Christopher Pleasant, subsea supervisor for rig owner Transocean Ltd, told a federal panel in Kenner, Louisiana, he activated the rig's emergency disconnect system, known as EDS, but the system lacked the hydraulic pressure to operate.
Swiss-based Transocean's Deepwater Horizon rig exploded on April 20 while it was drilling a well a mile (1.6 km) beneath the Gulf under contract for London-based BP.
The blown-out well has been spewing thousands of barrels of oil a day since the accident, causing an environmental disaster along the U.S. Gulf Coast.
After the explosion, Pleasant said he raced to the rig's bridge and attempted to activate the EDS.
The device is designed to trigger the 450-ton blowout preventer on the ocean floor to seal the well and uncouple the drilling pipe snaking from the ocean floor to the rig floating on the surface.
"I had no pressure in the system that allowed those functions to work," Pleasant said. "I had no flow -- no hydraulic flow."

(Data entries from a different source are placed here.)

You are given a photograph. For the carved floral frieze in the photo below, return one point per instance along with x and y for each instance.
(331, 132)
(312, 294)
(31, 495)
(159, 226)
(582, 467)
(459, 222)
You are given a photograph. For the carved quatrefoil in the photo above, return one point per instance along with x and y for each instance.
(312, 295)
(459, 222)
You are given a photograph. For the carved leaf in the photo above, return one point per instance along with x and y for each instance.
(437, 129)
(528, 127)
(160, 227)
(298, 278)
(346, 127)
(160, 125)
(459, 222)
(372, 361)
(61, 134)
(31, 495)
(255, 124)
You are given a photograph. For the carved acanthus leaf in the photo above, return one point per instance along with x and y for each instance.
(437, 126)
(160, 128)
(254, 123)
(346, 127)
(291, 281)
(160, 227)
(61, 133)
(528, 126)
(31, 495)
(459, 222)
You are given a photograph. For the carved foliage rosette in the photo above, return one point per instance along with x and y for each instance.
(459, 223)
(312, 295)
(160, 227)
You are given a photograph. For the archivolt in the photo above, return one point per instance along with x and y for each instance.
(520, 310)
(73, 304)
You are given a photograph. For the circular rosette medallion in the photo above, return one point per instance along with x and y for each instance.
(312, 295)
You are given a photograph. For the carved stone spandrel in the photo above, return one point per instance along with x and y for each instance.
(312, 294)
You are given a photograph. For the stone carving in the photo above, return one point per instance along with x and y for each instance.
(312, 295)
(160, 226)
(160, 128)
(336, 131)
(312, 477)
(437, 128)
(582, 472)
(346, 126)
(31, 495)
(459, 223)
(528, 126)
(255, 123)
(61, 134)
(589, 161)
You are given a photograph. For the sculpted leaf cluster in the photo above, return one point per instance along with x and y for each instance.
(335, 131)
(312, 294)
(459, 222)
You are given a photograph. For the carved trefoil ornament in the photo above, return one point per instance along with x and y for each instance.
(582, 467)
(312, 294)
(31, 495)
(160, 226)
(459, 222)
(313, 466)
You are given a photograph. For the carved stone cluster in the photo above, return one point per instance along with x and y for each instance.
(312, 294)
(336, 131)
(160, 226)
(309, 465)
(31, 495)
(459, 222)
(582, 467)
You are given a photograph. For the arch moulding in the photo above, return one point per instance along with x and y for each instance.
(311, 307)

Pleasant's testimony jibes with information provided to investigators with the U.S. House Energy and Commerce Committee by Cameron International Corp, which manufactured the blowout preventer.
According to Representative Bart Stupak, Cameron officials told committee staff that a key hydraulic system meant to supply emergency power to the blowout preventer had a "significant leak." Without hydraulic fluid, the device would be unable to close off a series of "rams" designed to seal the drill pipe shut.
As flames enveloped the rig's drill deck, Curt Kuchta, the rig's captain, initially told Pleasant not to activate the EDS, Pleasant said. Pleasant said he did it anyway.
"I said, 'I'm EDS'ing.' The captain told me, he said, 'calm down, we're not EDS'ing.'" Pleasant said. Kuchta left the bridge and Pleasant said he went immediately to an electronics panel that controls the EDS.
At the panel, Pleasant said he met Donald Vidrine, a "company man" from BP who was on the rig to oversee operations.
"I said, 'I'm getting off here,' and Don said, 'Yeah, hit the button,'" Pleasant said, referring to Vidrine, who was scheduled to testify before the panel this week but declined, citing an illness.
"Everything on the panel did what it was supposed to," Pleasant said. "After I saw that there was no hydraulics, I knew it was time to leave."
There were several ways to activate the emergency disconnect system, and BP has said that its internal investigation is focussing on why none of them worked.
The blowout preventer and the rig, which sank two days after the explosion, are still on the bottom of the ocean.